I then came across it in Robert Bresson’s ‘Notes on the Cinematographer’, his collection of pensées, wise if still gnomic, distilled from his experience of film-making up to 1975 when he had already made eleven features. His formulation was as follows: “What happens in the joins [French jointures]. ‘The great battles,’ Général de M. . .  used to say, ‘are nearly always begun at the points of intersection of the staff maps.’” (The general’s name is coyly withheld – who was this genius? Actually I feel that the idea was just as likely to have been formulated as a throwaway thought by some anonymous officer, an unconsidered trifle which was then picked up and made into something more considered.)

My friend from whom I had first heard the aphorism clarified for me that it came about he thinks in the Second World War when in doing reconnaissance (since “time spent on reconnaissance is rarely wasted”) officers found that the area they wished particularly to study required two maps side by side, or even four maps corner-to-corner, because as sod’s law would have it the particularly interesting terrain, the terrain of particular concern for the battle to come, was right on the edge or at the corner of the map. (The problem is solved now by the maps all being digital so one can choose where to have the centre point.)

I can understand this militarily, but confess some puzzlement as to what Bresson was thinking.
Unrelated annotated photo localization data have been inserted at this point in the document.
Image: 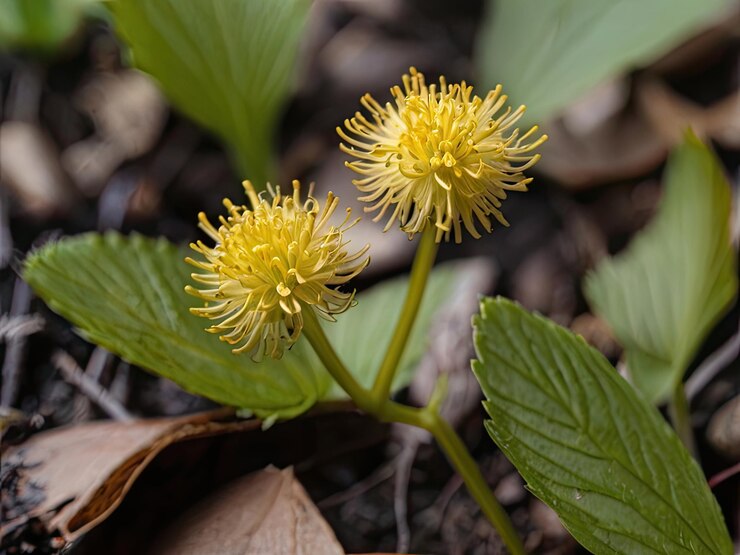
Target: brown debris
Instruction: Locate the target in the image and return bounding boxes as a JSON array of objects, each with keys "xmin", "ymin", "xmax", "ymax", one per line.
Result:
[
  {"xmin": 148, "ymin": 466, "xmax": 345, "ymax": 555},
  {"xmin": 1, "ymin": 409, "xmax": 259, "ymax": 542}
]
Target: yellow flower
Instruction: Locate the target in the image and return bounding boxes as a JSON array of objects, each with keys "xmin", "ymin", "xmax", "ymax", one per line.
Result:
[
  {"xmin": 338, "ymin": 67, "xmax": 547, "ymax": 243},
  {"xmin": 186, "ymin": 180, "xmax": 369, "ymax": 360}
]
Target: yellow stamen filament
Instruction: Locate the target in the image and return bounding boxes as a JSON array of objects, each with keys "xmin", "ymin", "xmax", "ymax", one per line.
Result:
[{"xmin": 338, "ymin": 67, "xmax": 547, "ymax": 243}]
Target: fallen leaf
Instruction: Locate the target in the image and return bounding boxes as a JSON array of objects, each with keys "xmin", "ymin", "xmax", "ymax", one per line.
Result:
[
  {"xmin": 535, "ymin": 108, "xmax": 667, "ymax": 189},
  {"xmin": 62, "ymin": 70, "xmax": 167, "ymax": 195},
  {"xmin": 148, "ymin": 466, "xmax": 345, "ymax": 555},
  {"xmin": 1, "ymin": 409, "xmax": 258, "ymax": 540},
  {"xmin": 637, "ymin": 77, "xmax": 740, "ymax": 148},
  {"xmin": 707, "ymin": 395, "xmax": 740, "ymax": 460},
  {"xmin": 0, "ymin": 121, "xmax": 79, "ymax": 217}
]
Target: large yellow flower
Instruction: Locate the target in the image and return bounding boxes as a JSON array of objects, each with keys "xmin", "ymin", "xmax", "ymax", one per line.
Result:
[
  {"xmin": 186, "ymin": 180, "xmax": 369, "ymax": 360},
  {"xmin": 338, "ymin": 68, "xmax": 547, "ymax": 243}
]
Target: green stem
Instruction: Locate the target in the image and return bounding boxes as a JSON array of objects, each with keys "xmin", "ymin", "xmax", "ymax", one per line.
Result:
[
  {"xmin": 302, "ymin": 309, "xmax": 374, "ymax": 413},
  {"xmin": 424, "ymin": 412, "xmax": 526, "ymax": 555},
  {"xmin": 371, "ymin": 225, "xmax": 439, "ymax": 404},
  {"xmin": 302, "ymin": 312, "xmax": 525, "ymax": 554},
  {"xmin": 669, "ymin": 381, "xmax": 697, "ymax": 460}
]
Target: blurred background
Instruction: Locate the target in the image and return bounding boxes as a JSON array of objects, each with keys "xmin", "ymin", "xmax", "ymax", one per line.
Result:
[{"xmin": 1, "ymin": 1, "xmax": 739, "ymax": 553}]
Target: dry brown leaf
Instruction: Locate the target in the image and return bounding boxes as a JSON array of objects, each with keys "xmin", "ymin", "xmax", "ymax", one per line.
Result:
[
  {"xmin": 706, "ymin": 395, "xmax": 740, "ymax": 460},
  {"xmin": 1, "ymin": 409, "xmax": 258, "ymax": 540},
  {"xmin": 148, "ymin": 466, "xmax": 345, "ymax": 555},
  {"xmin": 637, "ymin": 77, "xmax": 740, "ymax": 148},
  {"xmin": 62, "ymin": 70, "xmax": 167, "ymax": 195},
  {"xmin": 0, "ymin": 121, "xmax": 79, "ymax": 217},
  {"xmin": 536, "ymin": 107, "xmax": 667, "ymax": 189}
]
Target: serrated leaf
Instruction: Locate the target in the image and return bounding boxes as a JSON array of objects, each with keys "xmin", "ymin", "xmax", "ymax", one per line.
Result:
[
  {"xmin": 476, "ymin": 0, "xmax": 733, "ymax": 126},
  {"xmin": 584, "ymin": 133, "xmax": 737, "ymax": 404},
  {"xmin": 110, "ymin": 0, "xmax": 310, "ymax": 183},
  {"xmin": 24, "ymin": 233, "xmax": 462, "ymax": 419},
  {"xmin": 473, "ymin": 297, "xmax": 733, "ymax": 555},
  {"xmin": 24, "ymin": 233, "xmax": 326, "ymax": 420}
]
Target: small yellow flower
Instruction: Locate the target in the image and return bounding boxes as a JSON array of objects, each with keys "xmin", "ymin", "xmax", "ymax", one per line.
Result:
[
  {"xmin": 186, "ymin": 180, "xmax": 369, "ymax": 360},
  {"xmin": 338, "ymin": 67, "xmax": 547, "ymax": 243}
]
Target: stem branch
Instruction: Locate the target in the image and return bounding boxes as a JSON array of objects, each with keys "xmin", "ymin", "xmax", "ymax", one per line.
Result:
[
  {"xmin": 668, "ymin": 381, "xmax": 697, "ymax": 460},
  {"xmin": 302, "ymin": 311, "xmax": 525, "ymax": 554}
]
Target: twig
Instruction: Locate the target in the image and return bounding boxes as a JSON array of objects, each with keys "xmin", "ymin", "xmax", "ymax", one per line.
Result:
[
  {"xmin": 0, "ymin": 314, "xmax": 44, "ymax": 341},
  {"xmin": 71, "ymin": 347, "xmax": 112, "ymax": 422},
  {"xmin": 53, "ymin": 350, "xmax": 133, "ymax": 422},
  {"xmin": 685, "ymin": 317, "xmax": 740, "ymax": 401},
  {"xmin": 317, "ymin": 462, "xmax": 395, "ymax": 509},
  {"xmin": 0, "ymin": 189, "xmax": 12, "ymax": 269},
  {"xmin": 1, "ymin": 278, "xmax": 33, "ymax": 407},
  {"xmin": 708, "ymin": 461, "xmax": 740, "ymax": 489},
  {"xmin": 393, "ymin": 438, "xmax": 418, "ymax": 553},
  {"xmin": 109, "ymin": 361, "xmax": 131, "ymax": 406}
]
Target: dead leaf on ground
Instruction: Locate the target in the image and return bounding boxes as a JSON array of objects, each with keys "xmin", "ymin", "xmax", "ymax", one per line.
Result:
[
  {"xmin": 148, "ymin": 466, "xmax": 345, "ymax": 555},
  {"xmin": 536, "ymin": 106, "xmax": 667, "ymax": 190},
  {"xmin": 0, "ymin": 121, "xmax": 79, "ymax": 217},
  {"xmin": 637, "ymin": 77, "xmax": 740, "ymax": 148},
  {"xmin": 707, "ymin": 395, "xmax": 740, "ymax": 460},
  {"xmin": 62, "ymin": 70, "xmax": 167, "ymax": 195},
  {"xmin": 1, "ymin": 408, "xmax": 259, "ymax": 541}
]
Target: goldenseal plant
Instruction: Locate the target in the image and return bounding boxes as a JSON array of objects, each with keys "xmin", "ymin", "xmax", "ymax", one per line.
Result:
[{"xmin": 184, "ymin": 69, "xmax": 546, "ymax": 554}]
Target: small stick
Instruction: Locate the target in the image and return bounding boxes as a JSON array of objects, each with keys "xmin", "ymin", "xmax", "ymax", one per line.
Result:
[
  {"xmin": 1, "ymin": 278, "xmax": 33, "ymax": 407},
  {"xmin": 686, "ymin": 318, "xmax": 740, "ymax": 401},
  {"xmin": 53, "ymin": 351, "xmax": 133, "ymax": 422}
]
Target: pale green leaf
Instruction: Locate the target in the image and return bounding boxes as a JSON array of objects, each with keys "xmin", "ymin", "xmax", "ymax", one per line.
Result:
[
  {"xmin": 476, "ymin": 0, "xmax": 733, "ymax": 125},
  {"xmin": 473, "ymin": 297, "xmax": 733, "ymax": 554},
  {"xmin": 322, "ymin": 261, "xmax": 462, "ymax": 399},
  {"xmin": 0, "ymin": 0, "xmax": 100, "ymax": 53},
  {"xmin": 584, "ymin": 133, "xmax": 737, "ymax": 403},
  {"xmin": 24, "ymin": 233, "xmax": 463, "ymax": 419},
  {"xmin": 110, "ymin": 0, "xmax": 310, "ymax": 183}
]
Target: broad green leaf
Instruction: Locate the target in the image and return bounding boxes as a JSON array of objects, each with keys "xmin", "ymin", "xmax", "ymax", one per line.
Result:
[
  {"xmin": 473, "ymin": 297, "xmax": 733, "ymax": 555},
  {"xmin": 584, "ymin": 133, "xmax": 737, "ymax": 403},
  {"xmin": 24, "ymin": 233, "xmax": 461, "ymax": 419},
  {"xmin": 110, "ymin": 0, "xmax": 310, "ymax": 183},
  {"xmin": 476, "ymin": 0, "xmax": 733, "ymax": 125},
  {"xmin": 0, "ymin": 0, "xmax": 100, "ymax": 53},
  {"xmin": 24, "ymin": 233, "xmax": 325, "ymax": 421}
]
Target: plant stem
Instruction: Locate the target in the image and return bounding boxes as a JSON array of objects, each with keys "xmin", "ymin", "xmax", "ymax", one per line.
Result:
[
  {"xmin": 302, "ymin": 312, "xmax": 525, "ymax": 554},
  {"xmin": 425, "ymin": 412, "xmax": 526, "ymax": 555},
  {"xmin": 301, "ymin": 309, "xmax": 374, "ymax": 413},
  {"xmin": 668, "ymin": 381, "xmax": 697, "ymax": 460},
  {"xmin": 371, "ymin": 225, "xmax": 439, "ymax": 404}
]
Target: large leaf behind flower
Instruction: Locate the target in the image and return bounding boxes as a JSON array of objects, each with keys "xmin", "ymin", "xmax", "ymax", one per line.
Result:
[
  {"xmin": 473, "ymin": 297, "xmax": 733, "ymax": 554},
  {"xmin": 584, "ymin": 133, "xmax": 737, "ymax": 403},
  {"xmin": 110, "ymin": 0, "xmax": 310, "ymax": 183},
  {"xmin": 24, "ymin": 233, "xmax": 460, "ymax": 421},
  {"xmin": 477, "ymin": 0, "xmax": 733, "ymax": 126}
]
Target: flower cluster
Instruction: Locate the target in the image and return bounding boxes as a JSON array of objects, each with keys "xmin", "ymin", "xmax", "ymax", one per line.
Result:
[
  {"xmin": 186, "ymin": 181, "xmax": 369, "ymax": 359},
  {"xmin": 338, "ymin": 67, "xmax": 546, "ymax": 243}
]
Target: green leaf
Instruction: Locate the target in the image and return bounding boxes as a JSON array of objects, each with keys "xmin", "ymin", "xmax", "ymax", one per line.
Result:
[
  {"xmin": 0, "ymin": 0, "xmax": 99, "ymax": 53},
  {"xmin": 110, "ymin": 0, "xmax": 310, "ymax": 183},
  {"xmin": 24, "ymin": 232, "xmax": 462, "ymax": 420},
  {"xmin": 584, "ymin": 133, "xmax": 737, "ymax": 403},
  {"xmin": 476, "ymin": 0, "xmax": 733, "ymax": 125},
  {"xmin": 25, "ymin": 233, "xmax": 326, "ymax": 421},
  {"xmin": 473, "ymin": 297, "xmax": 733, "ymax": 555}
]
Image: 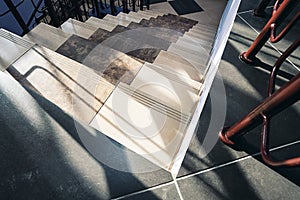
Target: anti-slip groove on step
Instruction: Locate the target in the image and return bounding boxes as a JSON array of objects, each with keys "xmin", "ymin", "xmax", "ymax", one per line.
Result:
[
  {"xmin": 0, "ymin": 29, "xmax": 34, "ymax": 49},
  {"xmin": 118, "ymin": 83, "xmax": 190, "ymax": 124},
  {"xmin": 144, "ymin": 62, "xmax": 202, "ymax": 91}
]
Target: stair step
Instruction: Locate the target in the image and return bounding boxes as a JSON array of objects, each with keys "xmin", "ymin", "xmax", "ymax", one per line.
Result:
[
  {"xmin": 175, "ymin": 38, "xmax": 211, "ymax": 55},
  {"xmin": 167, "ymin": 43, "xmax": 209, "ymax": 65},
  {"xmin": 130, "ymin": 63, "xmax": 200, "ymax": 113},
  {"xmin": 184, "ymin": 31, "xmax": 215, "ymax": 42},
  {"xmin": 129, "ymin": 11, "xmax": 152, "ymax": 20},
  {"xmin": 143, "ymin": 9, "xmax": 165, "ymax": 16},
  {"xmin": 61, "ymin": 18, "xmax": 98, "ymax": 39},
  {"xmin": 85, "ymin": 17, "xmax": 118, "ymax": 32},
  {"xmin": 189, "ymin": 26, "xmax": 217, "ymax": 36},
  {"xmin": 137, "ymin": 10, "xmax": 159, "ymax": 18},
  {"xmin": 162, "ymin": 14, "xmax": 198, "ymax": 25},
  {"xmin": 194, "ymin": 23, "xmax": 218, "ymax": 32},
  {"xmin": 103, "ymin": 14, "xmax": 131, "ymax": 27},
  {"xmin": 23, "ymin": 23, "xmax": 71, "ymax": 51},
  {"xmin": 169, "ymin": 43, "xmax": 209, "ymax": 59},
  {"xmin": 56, "ymin": 35, "xmax": 143, "ymax": 85},
  {"xmin": 142, "ymin": 62, "xmax": 202, "ymax": 91},
  {"xmin": 8, "ymin": 45, "xmax": 114, "ymax": 124},
  {"xmin": 90, "ymin": 81, "xmax": 191, "ymax": 172},
  {"xmin": 181, "ymin": 34, "xmax": 213, "ymax": 47},
  {"xmin": 154, "ymin": 50, "xmax": 203, "ymax": 82},
  {"xmin": 138, "ymin": 17, "xmax": 193, "ymax": 33},
  {"xmin": 117, "ymin": 12, "xmax": 142, "ymax": 23},
  {"xmin": 0, "ymin": 29, "xmax": 34, "ymax": 71}
]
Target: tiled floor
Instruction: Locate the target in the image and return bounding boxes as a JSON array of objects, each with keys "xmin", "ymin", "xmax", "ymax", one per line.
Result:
[{"xmin": 1, "ymin": 0, "xmax": 300, "ymax": 199}]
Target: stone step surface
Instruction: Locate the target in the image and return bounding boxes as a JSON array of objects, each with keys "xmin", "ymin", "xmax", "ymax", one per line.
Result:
[
  {"xmin": 167, "ymin": 43, "xmax": 208, "ymax": 65},
  {"xmin": 23, "ymin": 23, "xmax": 71, "ymax": 51},
  {"xmin": 184, "ymin": 31, "xmax": 215, "ymax": 42},
  {"xmin": 8, "ymin": 45, "xmax": 114, "ymax": 124},
  {"xmin": 90, "ymin": 81, "xmax": 192, "ymax": 172},
  {"xmin": 117, "ymin": 12, "xmax": 142, "ymax": 23},
  {"xmin": 0, "ymin": 29, "xmax": 34, "ymax": 71},
  {"xmin": 128, "ymin": 11, "xmax": 152, "ymax": 20},
  {"xmin": 154, "ymin": 50, "xmax": 204, "ymax": 82},
  {"xmin": 61, "ymin": 18, "xmax": 98, "ymax": 39},
  {"xmin": 85, "ymin": 16, "xmax": 118, "ymax": 32},
  {"xmin": 56, "ymin": 34, "xmax": 143, "ymax": 85},
  {"xmin": 103, "ymin": 14, "xmax": 131, "ymax": 27}
]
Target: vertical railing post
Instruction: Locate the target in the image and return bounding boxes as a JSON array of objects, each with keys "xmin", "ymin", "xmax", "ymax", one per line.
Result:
[
  {"xmin": 44, "ymin": 0, "xmax": 60, "ymax": 27},
  {"xmin": 240, "ymin": 0, "xmax": 298, "ymax": 64}
]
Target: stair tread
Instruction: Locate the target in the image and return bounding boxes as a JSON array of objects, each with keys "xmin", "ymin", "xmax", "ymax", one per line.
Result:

My interpretation is that it is in the juxtaposition between shot A and shot B of a film that significant meaning arises: at the point where the shot changes, i.e. the joins, the spectator is pitched into a new development, or the unexpected, or sudden enhanced anticipation of what is going to happen.

The general idea continues to have traction: the gnomic can somehow be mesmerising. Lo and behold it is the epigraph to Michael Ondaatje’s new novel ‘Warlight’ in this form: “Most of the great battles are fought in the creases of topographical maps.” In the acknowledgements this is credited to ‘a remark made by Robert Bresson during a filmed interview’. That brings the two strands together: the idea somehow current in the ether and the name of Robert Bresson. Roll over, Général de M.

Well I remain uncertain as to quite what Bresson meant, and wish he was still alive so that we could ask him. I think it may also relate closely to the precision of his film-making, especially in the reconnaissance stage, but also when he was improvising on set. Does it refer to stripping away everything to leave some essence?

Although Pawel Pawlikovsky’s Cold War could not be described as Bressonian, it does have that sense of precision that you find in Bresson’s films and which can be such an unexpected ingredient of compelling story-telling. I particularly admired the way that the narrative made jumps forcing the spectator to fill in the gaps, without ever at any point making this too difficult. It shares too with Bresson the quality of compression that makes the film much larger than its 88-minute length. In a hyperbolic age, this is extremely valuable.